The analysts point out that with no additional funding or further monetary policy easing, the launch of more infrastructure projects would only crowd out investment elsewhere. Hence the analysts feel the funding constraints could drag down the Chinese economy again during the fourth quarter of this year or during first quarter of next year.
China’s recent power comsumption may be due only to hot weather
Relying on data since 2004, the Citi analysts observe the growth rates of power consumption adjusted for real GDP growth accelerated by 2.25 ppts per degree of temperature increase in Celsius. With the average temperate in China this year being 0.5 degrees higher than last year, the analysts feel this translates to 1.1 ppts acceleration of power consumption growth. Thus, the analysts attribute roughly half of the gain in July power consumption growth could be explained by the hot weather while the rest was due to better growth in energy-intensive commodity production. The analysts feel the higher base could weigh on the economy after the summer.

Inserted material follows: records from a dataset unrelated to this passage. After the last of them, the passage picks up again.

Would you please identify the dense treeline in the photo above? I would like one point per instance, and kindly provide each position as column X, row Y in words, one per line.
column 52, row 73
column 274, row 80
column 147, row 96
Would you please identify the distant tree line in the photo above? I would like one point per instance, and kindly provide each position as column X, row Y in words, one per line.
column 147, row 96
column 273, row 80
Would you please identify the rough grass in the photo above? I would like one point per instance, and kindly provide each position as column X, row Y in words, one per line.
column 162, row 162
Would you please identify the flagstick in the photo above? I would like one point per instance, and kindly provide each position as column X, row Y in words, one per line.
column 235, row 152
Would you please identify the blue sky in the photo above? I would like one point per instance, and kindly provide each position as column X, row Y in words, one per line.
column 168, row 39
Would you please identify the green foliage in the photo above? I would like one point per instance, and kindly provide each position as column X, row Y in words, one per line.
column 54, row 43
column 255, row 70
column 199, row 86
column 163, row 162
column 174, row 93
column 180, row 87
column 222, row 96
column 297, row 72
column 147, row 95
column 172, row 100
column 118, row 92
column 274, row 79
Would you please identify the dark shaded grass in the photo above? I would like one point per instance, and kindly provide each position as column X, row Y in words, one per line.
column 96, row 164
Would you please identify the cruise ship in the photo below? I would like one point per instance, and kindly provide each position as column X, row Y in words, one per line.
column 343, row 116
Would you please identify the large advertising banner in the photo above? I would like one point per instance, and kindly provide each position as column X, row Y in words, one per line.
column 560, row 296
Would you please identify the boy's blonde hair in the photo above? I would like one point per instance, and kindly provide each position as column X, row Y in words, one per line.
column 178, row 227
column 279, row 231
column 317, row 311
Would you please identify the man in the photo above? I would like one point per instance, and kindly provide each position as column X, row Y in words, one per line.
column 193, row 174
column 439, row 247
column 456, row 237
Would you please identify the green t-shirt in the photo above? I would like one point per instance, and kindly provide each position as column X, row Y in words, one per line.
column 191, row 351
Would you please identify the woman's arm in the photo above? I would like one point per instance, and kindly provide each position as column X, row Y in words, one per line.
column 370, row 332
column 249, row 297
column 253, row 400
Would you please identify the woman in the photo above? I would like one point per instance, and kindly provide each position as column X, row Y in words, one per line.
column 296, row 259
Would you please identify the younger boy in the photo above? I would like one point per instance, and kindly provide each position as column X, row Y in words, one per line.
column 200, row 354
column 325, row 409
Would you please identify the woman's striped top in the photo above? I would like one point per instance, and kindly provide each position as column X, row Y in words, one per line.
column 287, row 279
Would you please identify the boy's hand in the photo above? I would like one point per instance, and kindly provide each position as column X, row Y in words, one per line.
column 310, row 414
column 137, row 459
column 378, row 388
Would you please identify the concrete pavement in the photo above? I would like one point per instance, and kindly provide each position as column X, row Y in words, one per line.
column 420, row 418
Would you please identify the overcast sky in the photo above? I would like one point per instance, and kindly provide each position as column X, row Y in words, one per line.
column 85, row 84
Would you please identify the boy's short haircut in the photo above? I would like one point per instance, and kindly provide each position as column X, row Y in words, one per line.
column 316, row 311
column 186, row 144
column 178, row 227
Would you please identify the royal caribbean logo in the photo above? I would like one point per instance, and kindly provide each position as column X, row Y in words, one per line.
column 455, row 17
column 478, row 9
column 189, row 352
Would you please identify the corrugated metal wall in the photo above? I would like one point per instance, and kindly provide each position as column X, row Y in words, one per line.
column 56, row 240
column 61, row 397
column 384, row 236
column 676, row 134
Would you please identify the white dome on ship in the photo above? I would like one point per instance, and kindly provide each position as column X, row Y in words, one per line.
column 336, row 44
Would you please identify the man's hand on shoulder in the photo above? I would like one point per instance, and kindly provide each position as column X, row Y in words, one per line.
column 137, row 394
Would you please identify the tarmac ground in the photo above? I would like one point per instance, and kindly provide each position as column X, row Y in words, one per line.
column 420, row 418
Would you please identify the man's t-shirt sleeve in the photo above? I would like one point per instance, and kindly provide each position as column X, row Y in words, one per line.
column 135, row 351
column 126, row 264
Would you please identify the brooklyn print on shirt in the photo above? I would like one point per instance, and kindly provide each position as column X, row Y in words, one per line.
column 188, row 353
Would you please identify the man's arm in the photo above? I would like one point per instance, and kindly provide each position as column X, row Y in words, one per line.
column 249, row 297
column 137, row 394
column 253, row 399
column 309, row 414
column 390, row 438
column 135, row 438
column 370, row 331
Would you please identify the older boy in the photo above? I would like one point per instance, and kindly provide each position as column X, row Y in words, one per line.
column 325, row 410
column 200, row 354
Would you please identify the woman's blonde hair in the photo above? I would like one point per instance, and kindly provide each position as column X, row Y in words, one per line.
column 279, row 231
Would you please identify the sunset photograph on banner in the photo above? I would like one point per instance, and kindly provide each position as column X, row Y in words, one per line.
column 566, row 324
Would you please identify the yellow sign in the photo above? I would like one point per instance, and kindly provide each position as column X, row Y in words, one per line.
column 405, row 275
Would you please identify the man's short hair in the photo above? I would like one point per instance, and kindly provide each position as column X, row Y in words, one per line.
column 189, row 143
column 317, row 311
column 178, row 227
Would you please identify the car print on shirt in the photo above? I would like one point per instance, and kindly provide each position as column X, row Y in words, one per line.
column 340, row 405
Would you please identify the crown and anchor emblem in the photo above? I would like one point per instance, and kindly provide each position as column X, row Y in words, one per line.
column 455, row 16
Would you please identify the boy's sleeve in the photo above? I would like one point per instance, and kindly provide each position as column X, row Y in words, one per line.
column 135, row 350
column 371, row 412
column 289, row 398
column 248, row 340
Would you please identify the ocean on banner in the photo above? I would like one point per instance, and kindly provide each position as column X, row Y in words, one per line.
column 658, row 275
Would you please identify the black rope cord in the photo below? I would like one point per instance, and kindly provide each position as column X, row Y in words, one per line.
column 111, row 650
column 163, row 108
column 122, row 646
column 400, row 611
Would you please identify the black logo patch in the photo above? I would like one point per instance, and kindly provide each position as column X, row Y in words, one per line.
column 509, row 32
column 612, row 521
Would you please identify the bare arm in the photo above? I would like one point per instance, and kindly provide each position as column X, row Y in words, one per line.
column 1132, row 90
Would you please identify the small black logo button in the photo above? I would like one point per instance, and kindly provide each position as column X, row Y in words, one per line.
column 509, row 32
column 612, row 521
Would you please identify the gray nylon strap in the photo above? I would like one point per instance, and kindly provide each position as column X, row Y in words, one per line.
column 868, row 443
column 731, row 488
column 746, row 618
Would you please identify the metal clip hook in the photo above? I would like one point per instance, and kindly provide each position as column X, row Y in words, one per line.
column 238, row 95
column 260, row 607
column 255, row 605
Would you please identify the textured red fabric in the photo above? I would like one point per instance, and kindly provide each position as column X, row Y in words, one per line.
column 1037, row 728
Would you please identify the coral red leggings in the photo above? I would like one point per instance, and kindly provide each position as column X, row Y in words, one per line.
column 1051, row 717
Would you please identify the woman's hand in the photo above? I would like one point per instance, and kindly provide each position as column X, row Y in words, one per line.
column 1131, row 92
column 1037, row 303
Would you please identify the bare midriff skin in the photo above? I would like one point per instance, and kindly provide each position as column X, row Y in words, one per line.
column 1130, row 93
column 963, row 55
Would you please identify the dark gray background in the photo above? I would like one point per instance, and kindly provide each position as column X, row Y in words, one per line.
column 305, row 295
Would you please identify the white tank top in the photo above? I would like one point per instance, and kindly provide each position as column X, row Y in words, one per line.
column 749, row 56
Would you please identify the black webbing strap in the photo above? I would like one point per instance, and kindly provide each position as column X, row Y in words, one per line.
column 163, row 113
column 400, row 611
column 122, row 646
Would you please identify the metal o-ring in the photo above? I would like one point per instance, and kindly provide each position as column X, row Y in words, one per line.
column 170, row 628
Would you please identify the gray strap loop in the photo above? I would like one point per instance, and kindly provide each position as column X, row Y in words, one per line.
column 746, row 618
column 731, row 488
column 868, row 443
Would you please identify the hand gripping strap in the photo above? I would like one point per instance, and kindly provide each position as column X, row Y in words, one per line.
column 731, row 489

Minggao Shen and team at Citi observe the uneven recovery among sectors suggest that the base effect is not working universally. The analysts point out that the industrial sales value delivered to exports failed to pick up despite the bottom in July last year. Besides, the trough of retail sales growth last year was in July, but it failed to boost the growth rate last month.
Citi analysts point out the growth of non-SOE investment inched lower, while SOE investment rebounded in July. The analysts feel the non-SOE sector is more sensitive to end-demand including exports.
Increasing cost of capital
After the liquidity squeeze in June, the cost of capital has started rising in China. Citi analysts feel the increased cost of capital would cripple the ability of local governments to fund infrastructure for the rest of 2013. Hence, the analysts feel unless policy easing measures are initiated, local governments for the first time would have to move upslope to fund infrastructure projects.